Warning: Engage in Marketing at Your Own Risk.
- williamglennjr
- Nov 21
- 2 min read
Updated: 4 days ago
Marketing often feels like the only business discipline everyone believes they understand, and, in some cases, do well, even when their primary role or expertise is unrelated (finance, operations, HR, etc.).
Some would say it's because we’re all consumers.
We click ads, scroll social feeds, read reviews, follow brands, and watch campaigns unfold every day. We like this, hate that, and often ask "Why?"
So it’s maybe logical to assume our exposure to marketing creates expertise.
But the truth is it doesn’t.
Good marketing is simple to experience but deceptively hard to execute. Marketing is a complex mix of skills and personality attributes. It requires analytics, strategy, creativity, psychology, communication, research, timing...the list goes on.

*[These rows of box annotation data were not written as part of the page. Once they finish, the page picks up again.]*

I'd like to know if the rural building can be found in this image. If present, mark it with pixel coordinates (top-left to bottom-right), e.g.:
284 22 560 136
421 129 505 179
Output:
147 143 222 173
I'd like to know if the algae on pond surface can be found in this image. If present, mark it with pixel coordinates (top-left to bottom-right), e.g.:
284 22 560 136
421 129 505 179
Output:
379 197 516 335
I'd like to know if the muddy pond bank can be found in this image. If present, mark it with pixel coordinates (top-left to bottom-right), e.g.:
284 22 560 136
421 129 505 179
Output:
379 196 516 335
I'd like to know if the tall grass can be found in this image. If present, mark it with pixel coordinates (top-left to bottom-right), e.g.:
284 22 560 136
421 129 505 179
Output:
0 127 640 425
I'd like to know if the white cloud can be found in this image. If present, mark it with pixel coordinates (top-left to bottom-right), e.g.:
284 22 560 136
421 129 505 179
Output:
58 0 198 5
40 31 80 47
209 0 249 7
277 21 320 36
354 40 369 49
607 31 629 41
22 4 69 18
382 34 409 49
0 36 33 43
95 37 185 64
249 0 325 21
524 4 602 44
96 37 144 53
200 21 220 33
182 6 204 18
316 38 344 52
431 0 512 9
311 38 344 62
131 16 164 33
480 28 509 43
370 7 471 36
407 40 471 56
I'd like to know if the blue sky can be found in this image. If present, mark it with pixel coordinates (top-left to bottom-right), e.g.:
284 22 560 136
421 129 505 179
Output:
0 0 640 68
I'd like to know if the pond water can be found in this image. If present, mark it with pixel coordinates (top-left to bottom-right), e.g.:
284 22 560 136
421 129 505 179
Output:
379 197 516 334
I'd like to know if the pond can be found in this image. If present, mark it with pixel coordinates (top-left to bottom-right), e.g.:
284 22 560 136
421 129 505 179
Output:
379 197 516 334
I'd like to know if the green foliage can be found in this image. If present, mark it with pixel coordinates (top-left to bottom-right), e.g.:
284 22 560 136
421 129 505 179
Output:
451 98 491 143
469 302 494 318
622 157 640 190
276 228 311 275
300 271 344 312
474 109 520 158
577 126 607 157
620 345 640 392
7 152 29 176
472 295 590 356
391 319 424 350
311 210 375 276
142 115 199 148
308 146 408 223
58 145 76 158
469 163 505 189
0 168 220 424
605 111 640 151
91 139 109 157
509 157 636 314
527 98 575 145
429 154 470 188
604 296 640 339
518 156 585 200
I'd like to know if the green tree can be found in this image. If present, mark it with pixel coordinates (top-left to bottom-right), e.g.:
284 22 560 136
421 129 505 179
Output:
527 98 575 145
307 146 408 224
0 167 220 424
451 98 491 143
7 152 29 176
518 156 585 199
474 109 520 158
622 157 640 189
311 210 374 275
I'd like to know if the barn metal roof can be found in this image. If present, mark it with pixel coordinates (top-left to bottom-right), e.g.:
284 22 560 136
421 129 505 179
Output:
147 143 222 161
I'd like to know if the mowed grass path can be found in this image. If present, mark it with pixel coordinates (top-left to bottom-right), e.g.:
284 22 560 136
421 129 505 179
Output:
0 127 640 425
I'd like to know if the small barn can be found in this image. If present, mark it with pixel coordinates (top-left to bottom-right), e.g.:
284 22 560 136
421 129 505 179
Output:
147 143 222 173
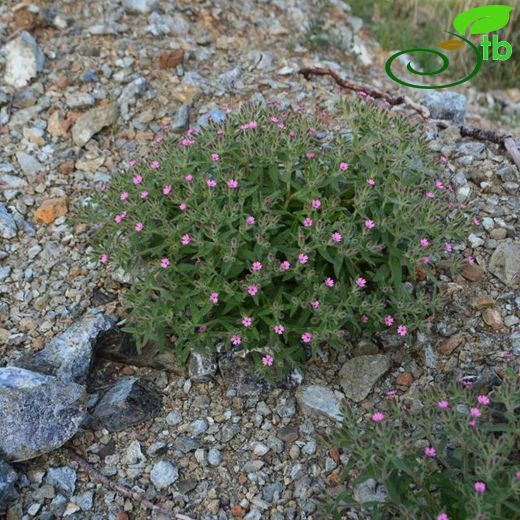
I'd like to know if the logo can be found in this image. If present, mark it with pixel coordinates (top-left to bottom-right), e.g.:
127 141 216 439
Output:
385 5 513 89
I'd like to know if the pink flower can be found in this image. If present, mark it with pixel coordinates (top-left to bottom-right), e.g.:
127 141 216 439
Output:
473 480 486 493
469 408 482 417
372 412 385 422
424 447 437 458
384 314 394 327
397 325 408 336
262 354 274 367
280 260 291 271
477 395 491 406
242 316 253 327
356 276 367 288
302 332 312 343
274 323 285 334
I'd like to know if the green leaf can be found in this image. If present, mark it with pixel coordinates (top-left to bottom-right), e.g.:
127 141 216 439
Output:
453 5 513 34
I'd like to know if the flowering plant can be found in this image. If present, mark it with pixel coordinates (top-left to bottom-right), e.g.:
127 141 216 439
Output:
325 370 520 520
82 101 465 374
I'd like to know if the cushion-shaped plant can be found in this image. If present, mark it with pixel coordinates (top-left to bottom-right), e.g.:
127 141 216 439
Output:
81 101 465 372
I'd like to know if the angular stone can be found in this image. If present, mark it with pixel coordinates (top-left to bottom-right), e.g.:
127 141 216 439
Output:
15 314 114 385
0 459 18 509
72 103 119 147
339 354 390 403
0 367 86 462
34 197 68 225
4 31 45 88
188 350 217 382
296 385 343 421
86 377 162 432
488 240 520 287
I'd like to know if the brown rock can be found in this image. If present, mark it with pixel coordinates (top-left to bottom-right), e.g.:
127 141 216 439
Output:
34 197 68 224
159 49 184 70
482 308 504 330
439 334 466 356
395 372 413 386
462 264 484 282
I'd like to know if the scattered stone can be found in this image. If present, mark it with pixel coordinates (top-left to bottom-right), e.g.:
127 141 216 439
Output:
188 350 217 382
34 197 68 225
339 354 390 403
423 90 466 124
72 103 119 147
488 241 520 287
0 459 18 509
4 31 45 88
482 308 504 330
150 460 179 490
86 377 162 432
0 204 18 242
16 314 114 385
296 385 342 421
46 466 77 497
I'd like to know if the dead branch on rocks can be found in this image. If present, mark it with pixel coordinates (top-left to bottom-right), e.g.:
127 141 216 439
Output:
67 448 193 520
299 67 520 171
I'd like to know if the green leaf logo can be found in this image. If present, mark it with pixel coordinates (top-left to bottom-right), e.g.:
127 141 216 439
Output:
453 5 513 34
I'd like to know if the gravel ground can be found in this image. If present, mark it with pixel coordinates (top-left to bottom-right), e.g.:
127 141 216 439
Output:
0 0 520 520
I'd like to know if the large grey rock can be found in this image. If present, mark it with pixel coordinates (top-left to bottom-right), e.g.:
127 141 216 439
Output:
16 314 114 385
150 460 179 490
0 367 86 462
72 103 119 146
488 240 520 287
85 377 162 432
188 350 217 382
0 459 18 509
0 204 18 242
423 90 466 124
339 354 390 403
296 385 342 421
4 31 45 88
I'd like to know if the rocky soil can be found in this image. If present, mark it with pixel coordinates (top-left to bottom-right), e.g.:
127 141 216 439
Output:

Marketing is not just about “what looks good” or “what’s trending right now.”
Growth can waver, stall and maybe even move in reverse, when business leaders mistake familiarity for mastery. This is where guesswork causes companies to slip into random acts of marketing: scattered campaigns, inconsistent messaging, and a constant search for the next shiny tactic.
True marketing isn’t about activity—it’s about strategy. Clarity. Alignment. Execution. Discipline. And, yes, measurement. And it starts with knowing who you’re talking to, what they care about, and why they should choose you instead of anyone else.
Marketing is the skill of turning insight into communication, communication into demand, and demand into revenue.
The best marketers don’t chase noise; they build a machine. They narrow the message, tighten the audience, clarify the promise, and design a path that consistently turns attention into revenue. They blend data with judgment, creativity with discipline, and brand with performance.
This is why great marketing looks effortless when it’s done right. You don’t notice the mechanics. You just feel the pull. And then you, err, "Just Do It." You buy.
It's common for leaders to “dabble” in marketing. And perhaps even "lead" marketing. But without the education, skills, and experience of a true marketer, growth will eventually hit a ceiling...and hopefully not the floor.